Nobody ever reads these but what the hell...


See the sunrise over your smile
So shallow and stale the night becomes
the sun wrapped up in a black box
shadowed from your day
let it out
to burst your soul again

Like the summer song
that whistles under your mind at night
wrap your heart in its warm
let a new sunrise tread lightly
on your days gone, to find a place
inside your big, brave world.

gravity wont let you fall
the arms and hands bound around you
will let you lean gently into the light

if i could find you wings to fly upon
i would
if i could give you a note to sing upon
i would

step into the sun that will carry you
to the place you want to be....


----------



## photogoddess (Jul 11, 2004)

Oh - we read em alright.  This forum just leave some of us speachless sometimes. 

Very nice!


----------



## Luminosity (Jul 11, 2004)

Thats beautiful Manda.
Theres a sadness curling around your words yet at the same time it has that ' free' feelin about it...as if one was letting  their beloved bird out of its cage , to let it soar out into the world..


----------



## manda (Jul 11, 2004)

thanks girls


----------



## markc (Jul 11, 2004)

Wow, manda.

That's both moving and inspiring.

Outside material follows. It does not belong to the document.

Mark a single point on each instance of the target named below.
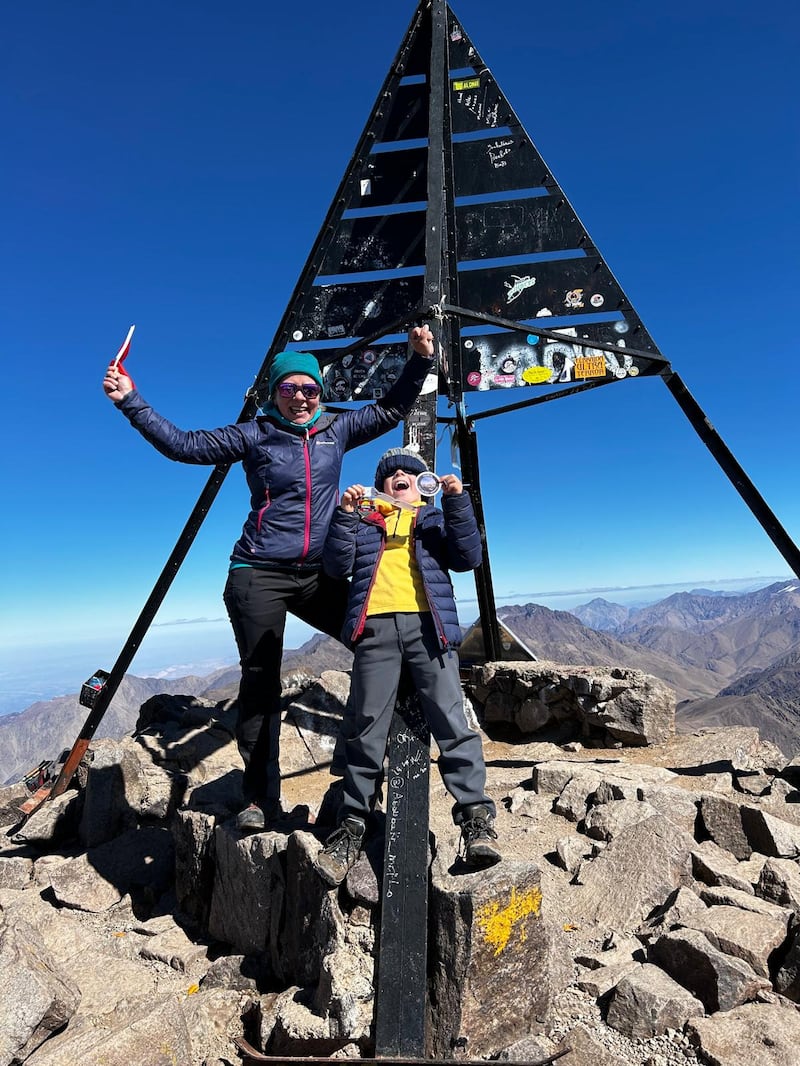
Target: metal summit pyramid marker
(446, 213)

Well done.


----------



## japmula (Jul 14, 2004)

manda said:
			
		

> So shallow and stale the night becomes
> the sun wrapped up in a black box
> shadowed from your day
> let it out
> to burst your soul again



I love that!  Shows me what a beautiful mind you possess...=)


----------



## Karalee (Jul 14, 2004)

I...I read them....but sometimes like this one theres just nothing left to be said...


----------



## hobbes28 (Jul 14, 2004)

[insert witty comment here]

That is a wonderful poem.


----------



## airgunr (Jul 14, 2004)

I read them, just at a loss for words at times.  

I like it.


----------